Aan bord 1 had Ronald een verrassend makkelijke avond. ‘Good old Ruyt’ kreeg een Owen's defense op het bord tegen de sterke tegenstander Guido Blankenstein. Guido heb ik het Erik Brandenburg nog met regelmaat moeilijk zien maken, dus al zittend aan bord 2 keek ik met spanning naar de wedstrijd die daar gaande was. Guido benaderde de wedstrijd met de mantra ‘de beste verdediging is de aanval’ en kleunde er stevig in. Hierbij ging het echter gruwelijk mis. Ruyt liet zich niet gek maken en won een stuk. Guido keek wat verbouwereerd. Ruyt had er volgens mij vooral last van dat hij naar Schiedam was komen rijden voor een uurtje schaken.
Zelf zat ik (Niels) aan bord 2. 's Ochtends had ik nog opgeschept tegen Rob Hopman over mijn goede vorm. Opscheppen met een knipoog natuurlijk, maar ik voelde me goed. De overwinning van Ruyt kwam als een dusdanig positieve verrassing, dat ik vergat om de variant op mijn eigen bord goed door te rekenen. Het resultaat? Kwaliteit weg en geen compensatie. In het vervolg van de wedstrijd zocht ik de aanval, maar mijn tegenstander was te rustig, te degelijk en te goed. Eindstand: Een dik verdiende nul.
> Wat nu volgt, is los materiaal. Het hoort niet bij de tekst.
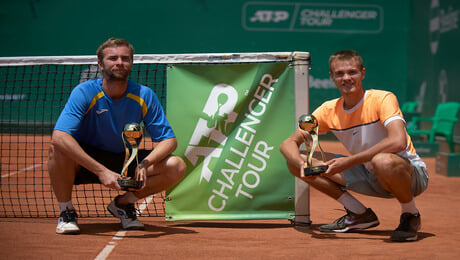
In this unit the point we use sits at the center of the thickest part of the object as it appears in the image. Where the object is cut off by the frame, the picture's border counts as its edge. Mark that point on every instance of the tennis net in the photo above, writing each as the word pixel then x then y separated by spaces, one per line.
pixel 33 92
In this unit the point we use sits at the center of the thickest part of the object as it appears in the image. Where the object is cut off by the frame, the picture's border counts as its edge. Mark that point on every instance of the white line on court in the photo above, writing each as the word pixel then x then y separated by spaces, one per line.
pixel 120 234
pixel 23 170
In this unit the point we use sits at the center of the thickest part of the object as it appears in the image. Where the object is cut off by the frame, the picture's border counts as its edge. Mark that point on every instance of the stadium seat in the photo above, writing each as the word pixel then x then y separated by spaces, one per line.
pixel 443 123
pixel 409 110
pixel 409 107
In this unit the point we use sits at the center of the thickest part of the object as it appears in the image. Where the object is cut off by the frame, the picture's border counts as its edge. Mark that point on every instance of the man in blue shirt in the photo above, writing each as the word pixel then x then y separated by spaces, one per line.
pixel 87 146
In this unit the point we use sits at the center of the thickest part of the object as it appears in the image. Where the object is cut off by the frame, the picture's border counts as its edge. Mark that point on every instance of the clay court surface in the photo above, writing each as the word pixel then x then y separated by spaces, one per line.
pixel 439 238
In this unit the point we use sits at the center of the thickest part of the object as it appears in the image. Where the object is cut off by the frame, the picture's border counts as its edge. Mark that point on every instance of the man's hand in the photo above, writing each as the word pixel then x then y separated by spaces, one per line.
pixel 110 179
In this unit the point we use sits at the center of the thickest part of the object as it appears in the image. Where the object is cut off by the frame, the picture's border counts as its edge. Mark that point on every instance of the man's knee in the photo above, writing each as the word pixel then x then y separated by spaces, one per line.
pixel 389 165
pixel 177 167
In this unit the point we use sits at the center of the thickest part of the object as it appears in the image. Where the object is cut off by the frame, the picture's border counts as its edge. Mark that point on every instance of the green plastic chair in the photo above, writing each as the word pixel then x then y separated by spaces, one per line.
pixel 409 110
pixel 409 107
pixel 443 123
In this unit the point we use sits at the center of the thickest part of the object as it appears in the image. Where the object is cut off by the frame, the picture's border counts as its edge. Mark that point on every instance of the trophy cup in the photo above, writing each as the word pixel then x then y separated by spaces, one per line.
pixel 131 135
pixel 309 124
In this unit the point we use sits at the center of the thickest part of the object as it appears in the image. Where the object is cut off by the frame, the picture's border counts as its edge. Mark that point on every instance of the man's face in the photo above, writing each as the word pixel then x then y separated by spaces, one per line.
pixel 117 63
pixel 347 76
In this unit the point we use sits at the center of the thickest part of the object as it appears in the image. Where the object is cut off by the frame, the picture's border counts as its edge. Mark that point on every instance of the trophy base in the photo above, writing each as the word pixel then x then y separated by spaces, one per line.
pixel 128 184
pixel 315 170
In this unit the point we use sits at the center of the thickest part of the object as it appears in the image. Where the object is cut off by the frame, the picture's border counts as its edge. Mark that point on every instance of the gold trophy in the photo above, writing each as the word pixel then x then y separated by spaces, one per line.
pixel 309 123
pixel 131 135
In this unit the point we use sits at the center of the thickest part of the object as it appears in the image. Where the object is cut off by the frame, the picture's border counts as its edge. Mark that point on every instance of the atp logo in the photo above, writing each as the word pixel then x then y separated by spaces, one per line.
pixel 213 127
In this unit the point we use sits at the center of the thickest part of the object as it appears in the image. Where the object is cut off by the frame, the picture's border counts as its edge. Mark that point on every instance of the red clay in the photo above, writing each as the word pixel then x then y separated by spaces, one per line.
pixel 256 239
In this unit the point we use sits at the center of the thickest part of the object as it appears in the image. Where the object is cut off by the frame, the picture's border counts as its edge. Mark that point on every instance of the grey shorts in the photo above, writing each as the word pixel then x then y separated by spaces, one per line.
pixel 363 181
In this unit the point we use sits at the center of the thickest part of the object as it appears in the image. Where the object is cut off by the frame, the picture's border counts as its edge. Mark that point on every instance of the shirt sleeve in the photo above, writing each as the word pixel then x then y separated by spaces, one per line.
pixel 389 109
pixel 74 110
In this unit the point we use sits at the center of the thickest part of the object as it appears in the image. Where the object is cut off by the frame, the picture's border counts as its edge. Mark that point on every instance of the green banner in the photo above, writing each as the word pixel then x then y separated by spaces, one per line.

1-1 is de stand en we gaan door.
Gijs van Dongen zat aan 3. Daar zat hij tegen de ouwe schaakrot Ben Riksen. Het meest spannende in hun wedstrijd was mijns inziens dat aan het begin van de avond, Ben bijna zijn eigen teamgenoot van 2 af wilde torpederen, want hij was ervan overtuigd dat hij aan 2 zat. De wedstrijd zelf was degelijk en ging gelijk op. Gijs werd nog even kort afgeleid door de tegenstander aan bord 7, waarover later meer, maar liet zich niet gek maken. Helaas won in dit geval de ervaring van Ben het en moest Gijs na een lang gelijk opgaande wedstrijd toch de witte vlag hijsen.
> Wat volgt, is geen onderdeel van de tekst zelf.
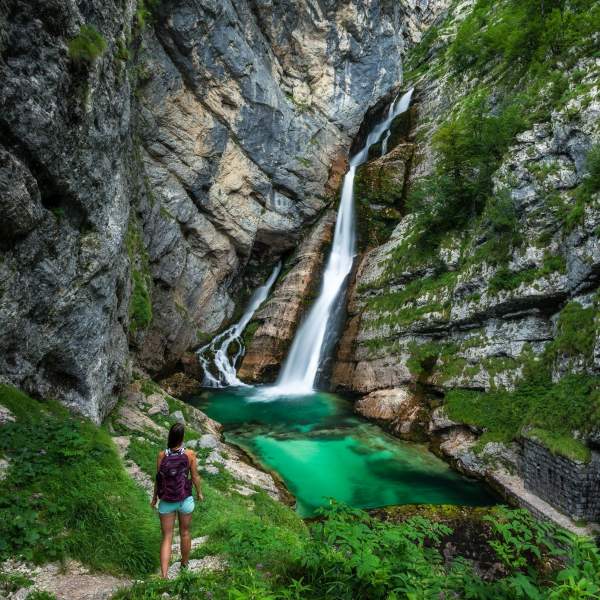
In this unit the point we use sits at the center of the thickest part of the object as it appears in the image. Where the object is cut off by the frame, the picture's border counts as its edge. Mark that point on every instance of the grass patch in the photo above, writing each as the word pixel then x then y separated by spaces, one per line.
pixel 71 485
pixel 348 555
pixel 87 46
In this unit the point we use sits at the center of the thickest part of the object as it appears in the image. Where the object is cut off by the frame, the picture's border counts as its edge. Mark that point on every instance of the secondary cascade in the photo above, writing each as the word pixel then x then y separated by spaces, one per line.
pixel 223 360
pixel 299 372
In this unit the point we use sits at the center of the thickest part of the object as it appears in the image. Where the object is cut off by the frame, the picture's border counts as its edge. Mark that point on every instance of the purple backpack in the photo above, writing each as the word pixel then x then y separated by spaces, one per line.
pixel 173 481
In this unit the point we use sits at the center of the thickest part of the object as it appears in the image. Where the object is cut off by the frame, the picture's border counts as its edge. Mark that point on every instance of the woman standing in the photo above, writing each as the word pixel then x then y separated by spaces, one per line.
pixel 176 471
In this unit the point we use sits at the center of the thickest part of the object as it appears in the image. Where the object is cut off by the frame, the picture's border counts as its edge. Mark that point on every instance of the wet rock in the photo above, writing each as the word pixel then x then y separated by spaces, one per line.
pixel 20 203
pixel 180 385
pixel 440 420
pixel 215 457
pixel 133 419
pixel 386 405
pixel 212 163
pixel 399 408
pixel 278 318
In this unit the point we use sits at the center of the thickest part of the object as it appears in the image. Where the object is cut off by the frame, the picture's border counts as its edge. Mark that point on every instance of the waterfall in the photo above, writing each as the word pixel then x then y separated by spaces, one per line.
pixel 298 374
pixel 224 362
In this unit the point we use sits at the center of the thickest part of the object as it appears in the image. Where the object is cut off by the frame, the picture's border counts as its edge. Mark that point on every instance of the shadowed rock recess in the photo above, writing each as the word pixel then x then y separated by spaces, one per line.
pixel 149 156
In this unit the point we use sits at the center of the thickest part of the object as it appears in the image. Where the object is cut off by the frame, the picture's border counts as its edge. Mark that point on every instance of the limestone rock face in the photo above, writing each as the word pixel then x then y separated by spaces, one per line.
pixel 484 326
pixel 277 320
pixel 398 408
pixel 139 180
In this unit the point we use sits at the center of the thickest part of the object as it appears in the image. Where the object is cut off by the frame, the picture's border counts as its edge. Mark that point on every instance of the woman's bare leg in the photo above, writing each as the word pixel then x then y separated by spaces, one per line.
pixel 185 522
pixel 167 522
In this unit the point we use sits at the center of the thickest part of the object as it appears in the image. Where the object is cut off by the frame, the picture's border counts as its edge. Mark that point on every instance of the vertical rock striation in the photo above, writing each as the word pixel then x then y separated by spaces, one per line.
pixel 146 159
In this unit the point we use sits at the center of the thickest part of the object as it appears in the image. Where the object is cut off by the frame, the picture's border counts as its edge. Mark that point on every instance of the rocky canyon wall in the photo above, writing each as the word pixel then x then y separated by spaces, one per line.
pixel 151 152
pixel 478 326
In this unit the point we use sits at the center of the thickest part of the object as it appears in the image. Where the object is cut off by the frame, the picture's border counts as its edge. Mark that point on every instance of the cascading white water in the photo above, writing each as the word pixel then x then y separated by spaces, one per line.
pixel 225 363
pixel 300 369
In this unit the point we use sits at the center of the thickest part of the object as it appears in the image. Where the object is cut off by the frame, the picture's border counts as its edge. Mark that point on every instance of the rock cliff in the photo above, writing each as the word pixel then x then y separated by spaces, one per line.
pixel 150 151
pixel 484 297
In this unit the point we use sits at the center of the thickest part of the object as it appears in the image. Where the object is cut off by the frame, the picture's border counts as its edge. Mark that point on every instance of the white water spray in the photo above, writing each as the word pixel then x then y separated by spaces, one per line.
pixel 299 372
pixel 224 362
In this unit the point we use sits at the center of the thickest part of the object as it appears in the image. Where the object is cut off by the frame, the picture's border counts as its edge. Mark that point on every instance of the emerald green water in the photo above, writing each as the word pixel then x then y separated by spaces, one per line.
pixel 322 450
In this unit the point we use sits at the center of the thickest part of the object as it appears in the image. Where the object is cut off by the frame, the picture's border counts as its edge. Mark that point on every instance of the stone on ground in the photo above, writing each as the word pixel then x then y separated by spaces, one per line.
pixel 207 563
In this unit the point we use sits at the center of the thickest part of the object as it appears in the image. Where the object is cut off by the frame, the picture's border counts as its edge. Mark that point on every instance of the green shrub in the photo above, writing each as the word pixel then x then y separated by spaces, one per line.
pixel 576 332
pixel 351 555
pixel 561 408
pixel 38 595
pixel 75 497
pixel 87 46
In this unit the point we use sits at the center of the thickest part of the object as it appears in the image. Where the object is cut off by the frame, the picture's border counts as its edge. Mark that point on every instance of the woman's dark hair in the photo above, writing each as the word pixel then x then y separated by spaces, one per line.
pixel 176 435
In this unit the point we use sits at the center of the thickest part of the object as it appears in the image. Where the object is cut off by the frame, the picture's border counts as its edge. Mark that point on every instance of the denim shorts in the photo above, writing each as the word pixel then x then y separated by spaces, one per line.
pixel 185 507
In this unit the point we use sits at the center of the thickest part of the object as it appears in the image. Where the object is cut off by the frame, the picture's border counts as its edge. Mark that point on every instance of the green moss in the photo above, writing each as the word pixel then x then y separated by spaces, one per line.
pixel 561 408
pixel 76 500
pixel 576 332
pixel 562 445
pixel 505 279
pixel 87 46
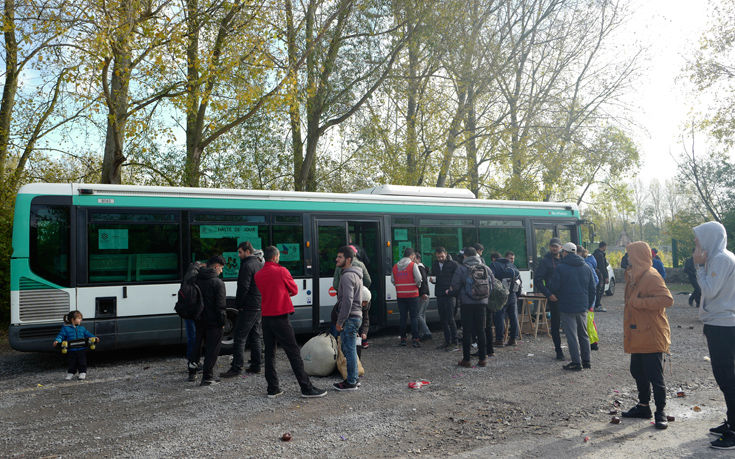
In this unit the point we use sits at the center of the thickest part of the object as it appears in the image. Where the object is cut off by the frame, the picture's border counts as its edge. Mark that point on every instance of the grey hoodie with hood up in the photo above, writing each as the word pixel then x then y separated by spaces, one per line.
pixel 716 277
pixel 349 295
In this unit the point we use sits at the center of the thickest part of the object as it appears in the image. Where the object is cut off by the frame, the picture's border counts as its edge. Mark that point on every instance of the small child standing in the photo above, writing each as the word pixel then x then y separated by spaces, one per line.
pixel 77 355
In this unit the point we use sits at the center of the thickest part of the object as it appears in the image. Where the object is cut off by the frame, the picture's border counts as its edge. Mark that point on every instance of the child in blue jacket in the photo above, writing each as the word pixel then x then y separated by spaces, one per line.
pixel 72 331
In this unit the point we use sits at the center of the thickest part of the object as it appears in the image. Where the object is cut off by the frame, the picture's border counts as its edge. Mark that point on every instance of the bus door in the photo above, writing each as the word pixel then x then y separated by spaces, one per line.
pixel 330 236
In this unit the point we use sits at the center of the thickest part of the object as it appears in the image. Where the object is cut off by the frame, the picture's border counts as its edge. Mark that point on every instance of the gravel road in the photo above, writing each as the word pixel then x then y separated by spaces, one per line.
pixel 522 404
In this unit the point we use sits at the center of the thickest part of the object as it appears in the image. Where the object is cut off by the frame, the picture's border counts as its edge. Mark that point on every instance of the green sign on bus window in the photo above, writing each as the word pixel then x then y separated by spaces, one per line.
pixel 113 239
pixel 289 251
pixel 400 234
pixel 232 264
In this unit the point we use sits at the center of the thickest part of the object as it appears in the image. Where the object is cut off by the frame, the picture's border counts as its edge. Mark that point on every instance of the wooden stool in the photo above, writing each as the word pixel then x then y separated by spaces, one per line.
pixel 530 320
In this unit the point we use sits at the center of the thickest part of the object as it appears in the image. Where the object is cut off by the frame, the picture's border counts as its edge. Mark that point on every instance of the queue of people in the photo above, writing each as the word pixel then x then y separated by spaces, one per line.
pixel 567 275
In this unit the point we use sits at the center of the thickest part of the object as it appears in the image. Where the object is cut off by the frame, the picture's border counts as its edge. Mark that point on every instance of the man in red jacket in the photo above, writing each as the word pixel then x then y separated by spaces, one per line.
pixel 276 287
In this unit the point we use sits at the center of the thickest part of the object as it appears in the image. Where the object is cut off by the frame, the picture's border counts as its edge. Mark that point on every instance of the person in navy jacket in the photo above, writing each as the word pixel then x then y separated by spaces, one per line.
pixel 71 331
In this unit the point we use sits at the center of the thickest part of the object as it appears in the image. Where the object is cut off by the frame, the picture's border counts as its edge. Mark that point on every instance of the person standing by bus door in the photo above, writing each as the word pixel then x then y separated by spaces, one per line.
pixel 424 332
pixel 442 271
pixel 247 302
pixel 349 314
pixel 211 323
pixel 276 286
pixel 407 279
pixel 541 278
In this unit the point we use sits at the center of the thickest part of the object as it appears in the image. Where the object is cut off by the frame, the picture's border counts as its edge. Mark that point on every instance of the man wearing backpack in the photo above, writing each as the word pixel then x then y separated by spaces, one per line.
pixel 442 271
pixel 574 284
pixel 247 301
pixel 471 282
pixel 541 277
pixel 506 271
pixel 211 322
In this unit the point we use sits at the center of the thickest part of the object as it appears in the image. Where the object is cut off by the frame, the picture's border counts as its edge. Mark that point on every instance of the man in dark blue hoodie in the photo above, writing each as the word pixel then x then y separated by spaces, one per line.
pixel 212 320
pixel 574 286
pixel 542 274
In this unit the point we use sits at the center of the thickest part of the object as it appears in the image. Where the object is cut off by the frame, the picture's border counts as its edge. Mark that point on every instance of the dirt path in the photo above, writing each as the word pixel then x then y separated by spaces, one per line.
pixel 522 404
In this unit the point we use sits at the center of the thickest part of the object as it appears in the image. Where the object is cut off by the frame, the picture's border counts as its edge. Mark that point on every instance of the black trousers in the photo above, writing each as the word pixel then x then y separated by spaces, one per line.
pixel 721 344
pixel 489 332
pixel 211 337
pixel 553 306
pixel 77 361
pixel 473 324
pixel 445 304
pixel 247 331
pixel 278 329
pixel 648 370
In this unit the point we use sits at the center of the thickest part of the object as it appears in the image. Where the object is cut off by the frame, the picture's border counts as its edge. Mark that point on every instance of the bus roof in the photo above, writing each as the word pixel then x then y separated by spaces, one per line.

De tegenstander van teamcaptain Kris kwam stevig te laat, hij scheen de wedstrijd te zijn vergeten. Doch, hij speelde snel en Kris nam rustig de tijd. De tegenstander wist in zijn haast zich enkel niet te herinneren dat een toren die binnenkomt op de 2de rij minimaal een pion extra waard is. Onze jonge teamcaptain knalde in het middenspel naar binnen en die toren stond daar fier vooraan in de strijd. Het duurde niet lang voordat Kris daarna met een mooie combinatie de wedstrijd won.
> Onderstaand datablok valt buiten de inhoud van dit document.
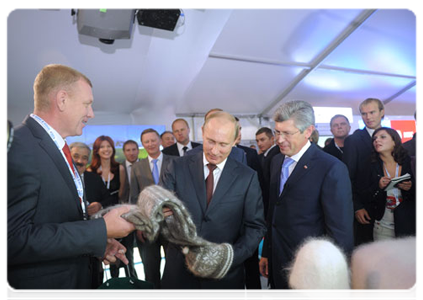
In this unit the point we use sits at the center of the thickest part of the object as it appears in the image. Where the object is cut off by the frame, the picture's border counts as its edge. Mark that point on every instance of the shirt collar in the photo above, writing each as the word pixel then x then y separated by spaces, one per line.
pixel 219 166
pixel 180 146
pixel 268 150
pixel 297 157
pixel 370 131
pixel 159 158
pixel 128 163
pixel 56 137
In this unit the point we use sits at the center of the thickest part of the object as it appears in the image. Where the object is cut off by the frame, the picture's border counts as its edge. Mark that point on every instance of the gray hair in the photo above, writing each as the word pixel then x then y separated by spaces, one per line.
pixel 300 111
pixel 79 145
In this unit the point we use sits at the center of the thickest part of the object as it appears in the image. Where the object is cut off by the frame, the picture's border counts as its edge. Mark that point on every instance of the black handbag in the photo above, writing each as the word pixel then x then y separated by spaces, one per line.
pixel 125 288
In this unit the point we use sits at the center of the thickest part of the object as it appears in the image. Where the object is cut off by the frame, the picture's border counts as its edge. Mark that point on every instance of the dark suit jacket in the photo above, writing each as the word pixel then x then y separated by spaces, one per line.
pixel 48 245
pixel 316 201
pixel 413 145
pixel 252 158
pixel 235 216
pixel 125 197
pixel 333 150
pixel 407 214
pixel 141 176
pixel 357 157
pixel 95 189
pixel 265 184
pixel 173 149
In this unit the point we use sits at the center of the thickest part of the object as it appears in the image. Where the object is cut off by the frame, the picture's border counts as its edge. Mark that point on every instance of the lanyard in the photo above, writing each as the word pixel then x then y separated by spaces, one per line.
pixel 75 175
pixel 336 145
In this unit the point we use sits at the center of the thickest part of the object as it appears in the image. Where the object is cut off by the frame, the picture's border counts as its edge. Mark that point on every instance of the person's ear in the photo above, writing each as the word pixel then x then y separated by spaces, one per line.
pixel 61 99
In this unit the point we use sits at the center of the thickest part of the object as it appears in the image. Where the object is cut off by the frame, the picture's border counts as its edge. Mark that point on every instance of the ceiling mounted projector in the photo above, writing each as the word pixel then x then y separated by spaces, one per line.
pixel 109 24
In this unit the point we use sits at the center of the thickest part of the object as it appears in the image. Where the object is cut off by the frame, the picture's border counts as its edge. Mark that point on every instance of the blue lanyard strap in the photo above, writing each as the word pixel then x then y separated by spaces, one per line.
pixel 75 176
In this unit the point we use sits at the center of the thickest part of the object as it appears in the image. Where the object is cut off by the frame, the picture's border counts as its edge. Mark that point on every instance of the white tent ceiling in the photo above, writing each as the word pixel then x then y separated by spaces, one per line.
pixel 245 61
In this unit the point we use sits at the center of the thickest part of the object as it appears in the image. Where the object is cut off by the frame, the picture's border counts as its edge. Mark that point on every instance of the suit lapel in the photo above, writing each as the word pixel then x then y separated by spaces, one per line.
pixel 51 149
pixel 145 168
pixel 366 138
pixel 304 165
pixel 227 178
pixel 196 169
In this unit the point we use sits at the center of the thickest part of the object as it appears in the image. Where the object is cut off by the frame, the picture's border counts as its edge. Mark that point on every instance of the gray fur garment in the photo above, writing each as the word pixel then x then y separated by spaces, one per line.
pixel 203 258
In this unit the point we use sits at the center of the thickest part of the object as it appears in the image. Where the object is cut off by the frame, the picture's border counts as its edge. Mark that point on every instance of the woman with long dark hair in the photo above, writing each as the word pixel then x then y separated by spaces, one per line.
pixel 103 163
pixel 397 210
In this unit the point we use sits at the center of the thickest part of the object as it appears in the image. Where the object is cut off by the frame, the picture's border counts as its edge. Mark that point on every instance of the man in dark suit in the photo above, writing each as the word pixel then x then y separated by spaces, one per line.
pixel 143 175
pixel 266 143
pixel 49 241
pixel 310 196
pixel 97 196
pixel 340 128
pixel 232 212
pixel 180 129
pixel 413 145
pixel 357 157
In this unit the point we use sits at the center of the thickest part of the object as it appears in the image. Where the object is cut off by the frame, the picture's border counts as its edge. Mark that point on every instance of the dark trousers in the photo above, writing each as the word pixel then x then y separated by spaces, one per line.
pixel 362 233
pixel 151 259
pixel 128 243
pixel 252 277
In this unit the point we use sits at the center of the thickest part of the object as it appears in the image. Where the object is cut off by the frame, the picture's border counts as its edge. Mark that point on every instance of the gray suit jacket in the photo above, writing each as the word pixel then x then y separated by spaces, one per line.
pixel 235 215
pixel 141 176
pixel 48 245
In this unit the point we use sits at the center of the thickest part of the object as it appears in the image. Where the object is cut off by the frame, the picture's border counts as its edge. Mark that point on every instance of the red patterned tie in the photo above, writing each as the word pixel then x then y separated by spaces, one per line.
pixel 210 183
pixel 66 151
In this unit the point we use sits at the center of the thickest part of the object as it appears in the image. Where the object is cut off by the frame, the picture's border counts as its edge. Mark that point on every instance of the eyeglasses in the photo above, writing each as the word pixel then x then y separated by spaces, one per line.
pixel 286 135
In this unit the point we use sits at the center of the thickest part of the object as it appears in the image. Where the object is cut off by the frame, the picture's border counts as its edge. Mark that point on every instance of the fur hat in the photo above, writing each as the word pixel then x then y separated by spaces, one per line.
pixel 203 258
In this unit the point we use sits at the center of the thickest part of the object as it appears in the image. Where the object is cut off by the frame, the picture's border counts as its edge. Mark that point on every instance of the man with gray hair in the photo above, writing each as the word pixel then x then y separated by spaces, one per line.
pixel 223 197
pixel 310 196
pixel 49 239
pixel 340 128
pixel 357 156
Als het dan 2-2 staat hebben we te maken met de slechtste score aan de top 4 borden tot nu toe. En dat baart men zorgen.
David zat aan bord 5. Ik wilde tikken dat hij dit seizoen onverslaanbaar is, maar dat doet zijn geweldige score geen recht. Hij meer al meer dan een half jaar letterlijk elke wedstrijd die hij heeft gespeeld, gewonnen. Daar komt echter wel een keer een einde aan. David zat tegenover een tegenstander die inviel, maar een gelijkwaardige rating had. Het middenspel ging lang gelijk op en David leek er wat moeilijk doorheen te komen. Vervolgens knipperde ik met mijn ogen en had David gewonnen. Ik zag niet hoe, want ik was nog bezig met mijn eigen zielloze aanval op bord 2. Het spreekt wel boekdelen over de manier waarop David dit seizoen schaakt. Je knippert met je ogen en de stukken zitten alweer in de doos.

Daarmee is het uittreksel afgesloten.